I knew it was coming, even expected it to happen sooner than it did, but here it is… I’m getting all pissy about being home ~ most days by myself ~ and being expected to be all Suzy Homemaker.
Sure, other than major decluttering projects like reorganizing the pantry, or sorting through the cabinets for overstocked cans of green beans, and pulling old, frayed towels out of the hall closet, I don’t have much to do around here.
But, damn would it kill people to pick up their folded clothes off the couch? Do I have to deliver the freshly laundered stacks too?
Doesn’t anyone else know how to shovel cat poop out of a litter box, or open a door to let out two pee deprived dogs?
Seriously, if I have to pick another dinner menu I. will. scream. I don’t know what you people want to eat cuz you won’t tell me, even when I ask! I could use a little help here! Telling me ‘I don’t care, anything…’ is not helping! The threat of Brussels sprouts and liver is not idle. I need to just fix what I want to eat, if they’re hungry enough they won’t starve.
Granted Hubs has been good about occasionally clearing the dirties away after dinner, and I don’t even have to ask. Gawd, I hate loading the dishwasher with food-caked plates. And, he will bring in baskets of clothes for me to fold ~ gee thanks, hon.

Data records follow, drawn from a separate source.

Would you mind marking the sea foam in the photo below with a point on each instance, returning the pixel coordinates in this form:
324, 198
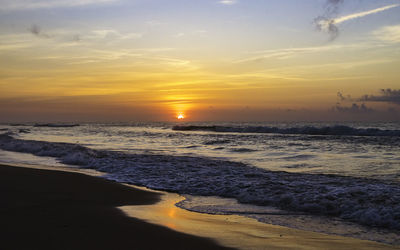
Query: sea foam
364, 201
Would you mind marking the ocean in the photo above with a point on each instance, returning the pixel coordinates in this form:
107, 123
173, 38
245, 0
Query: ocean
335, 178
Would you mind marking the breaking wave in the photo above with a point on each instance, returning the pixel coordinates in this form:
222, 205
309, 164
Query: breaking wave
307, 130
364, 201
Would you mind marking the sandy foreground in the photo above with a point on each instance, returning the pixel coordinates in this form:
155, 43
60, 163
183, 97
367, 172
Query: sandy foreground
49, 209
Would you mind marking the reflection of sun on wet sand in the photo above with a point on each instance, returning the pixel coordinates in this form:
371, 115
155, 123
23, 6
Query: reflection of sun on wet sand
240, 232
42, 209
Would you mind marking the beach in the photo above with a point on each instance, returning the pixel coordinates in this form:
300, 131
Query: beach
42, 209
52, 209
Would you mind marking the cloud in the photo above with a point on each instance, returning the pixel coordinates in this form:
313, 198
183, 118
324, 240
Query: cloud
389, 34
387, 95
342, 97
290, 52
37, 31
328, 21
365, 13
7, 5
354, 108
228, 2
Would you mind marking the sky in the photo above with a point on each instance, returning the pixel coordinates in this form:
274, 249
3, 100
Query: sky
209, 60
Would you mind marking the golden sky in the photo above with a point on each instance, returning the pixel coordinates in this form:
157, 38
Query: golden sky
119, 60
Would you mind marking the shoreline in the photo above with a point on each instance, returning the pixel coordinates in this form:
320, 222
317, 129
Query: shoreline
155, 210
52, 209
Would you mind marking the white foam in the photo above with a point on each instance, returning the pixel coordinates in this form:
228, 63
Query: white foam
365, 201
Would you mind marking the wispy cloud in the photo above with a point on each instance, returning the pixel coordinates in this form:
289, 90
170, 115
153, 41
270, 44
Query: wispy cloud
290, 52
46, 4
228, 2
389, 34
364, 13
387, 95
328, 21
37, 31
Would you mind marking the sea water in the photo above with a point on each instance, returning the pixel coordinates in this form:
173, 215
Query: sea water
338, 178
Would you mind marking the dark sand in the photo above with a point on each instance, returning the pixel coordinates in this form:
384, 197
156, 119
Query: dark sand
42, 209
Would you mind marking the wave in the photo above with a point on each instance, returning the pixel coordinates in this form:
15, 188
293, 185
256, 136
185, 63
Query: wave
365, 201
306, 130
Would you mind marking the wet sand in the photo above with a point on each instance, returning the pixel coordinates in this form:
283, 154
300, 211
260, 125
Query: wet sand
241, 232
43, 209
50, 209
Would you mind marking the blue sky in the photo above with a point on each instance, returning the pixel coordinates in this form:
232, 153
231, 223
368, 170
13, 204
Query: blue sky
174, 56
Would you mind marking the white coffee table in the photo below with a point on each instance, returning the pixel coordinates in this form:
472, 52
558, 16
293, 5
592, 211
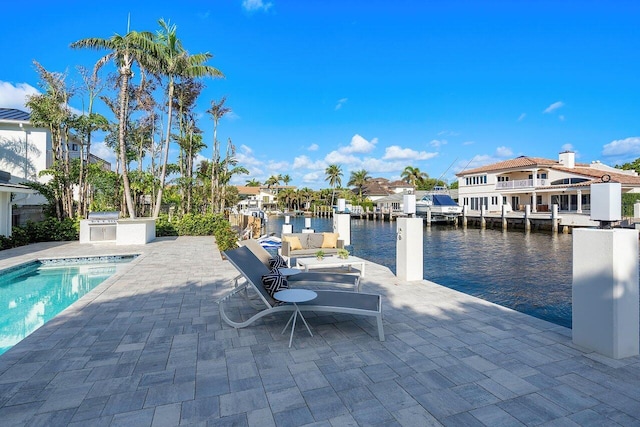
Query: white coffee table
285, 271
331, 262
295, 296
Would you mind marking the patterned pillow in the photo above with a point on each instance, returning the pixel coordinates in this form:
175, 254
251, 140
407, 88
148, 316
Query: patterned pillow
277, 262
274, 282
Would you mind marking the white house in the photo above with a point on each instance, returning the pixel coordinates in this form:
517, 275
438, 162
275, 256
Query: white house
261, 198
540, 183
26, 150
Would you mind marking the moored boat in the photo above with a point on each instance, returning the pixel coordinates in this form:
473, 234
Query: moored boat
439, 202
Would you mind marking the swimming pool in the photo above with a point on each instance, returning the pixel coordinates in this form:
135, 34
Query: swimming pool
32, 294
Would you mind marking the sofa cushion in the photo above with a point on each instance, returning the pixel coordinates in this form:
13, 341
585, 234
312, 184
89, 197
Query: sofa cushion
274, 282
314, 241
330, 240
294, 242
277, 262
312, 252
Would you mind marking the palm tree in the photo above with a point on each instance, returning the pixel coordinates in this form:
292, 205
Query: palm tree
174, 62
217, 111
133, 47
272, 180
359, 179
334, 174
228, 168
413, 175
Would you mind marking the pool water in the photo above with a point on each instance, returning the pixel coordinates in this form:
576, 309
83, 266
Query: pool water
32, 294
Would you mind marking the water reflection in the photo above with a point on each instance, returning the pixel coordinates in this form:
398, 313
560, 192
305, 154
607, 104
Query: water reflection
528, 272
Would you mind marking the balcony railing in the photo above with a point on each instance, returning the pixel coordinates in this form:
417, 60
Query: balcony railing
519, 183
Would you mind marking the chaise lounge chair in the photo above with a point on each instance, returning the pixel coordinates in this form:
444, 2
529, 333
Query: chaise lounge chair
308, 279
331, 301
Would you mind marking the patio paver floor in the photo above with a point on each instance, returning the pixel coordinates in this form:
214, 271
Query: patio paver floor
148, 348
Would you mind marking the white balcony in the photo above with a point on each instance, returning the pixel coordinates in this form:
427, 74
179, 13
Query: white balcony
520, 183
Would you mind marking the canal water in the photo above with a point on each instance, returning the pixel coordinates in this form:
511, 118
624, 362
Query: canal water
528, 272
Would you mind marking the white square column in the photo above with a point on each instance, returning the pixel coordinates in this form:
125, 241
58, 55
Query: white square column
605, 291
342, 226
409, 250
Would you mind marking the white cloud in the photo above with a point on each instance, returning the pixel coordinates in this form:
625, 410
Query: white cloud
101, 150
359, 145
504, 152
341, 102
256, 5
341, 158
553, 107
623, 147
15, 96
304, 162
395, 152
437, 143
448, 133
312, 178
278, 167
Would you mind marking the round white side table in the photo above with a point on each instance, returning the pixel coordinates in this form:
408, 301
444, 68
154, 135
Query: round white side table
295, 296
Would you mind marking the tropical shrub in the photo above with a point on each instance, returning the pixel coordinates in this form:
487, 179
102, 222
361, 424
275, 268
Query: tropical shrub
49, 230
199, 225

Before you label me a whiner, it’s not that I’m complaining about the work. It has to be done. It’s the expectation that it’s all mine to do. That just because I’m here, these tasks, these same jobs that needed doing when I was working outside the home, are now my sole responsibility when they were, more or less, shared before.
I would like the chance to do something I find enjoyable without having to also endure stink eyes and all that huffing because the dishes are still in the sink or a load of clothes is cooling off in the dryer. If you don’t have clean underwear that’s your problem for not taking it to the laundry room. Start a load yourself!
Oh yeah, get up and get your own damn glass of water, your legs ain’t broke!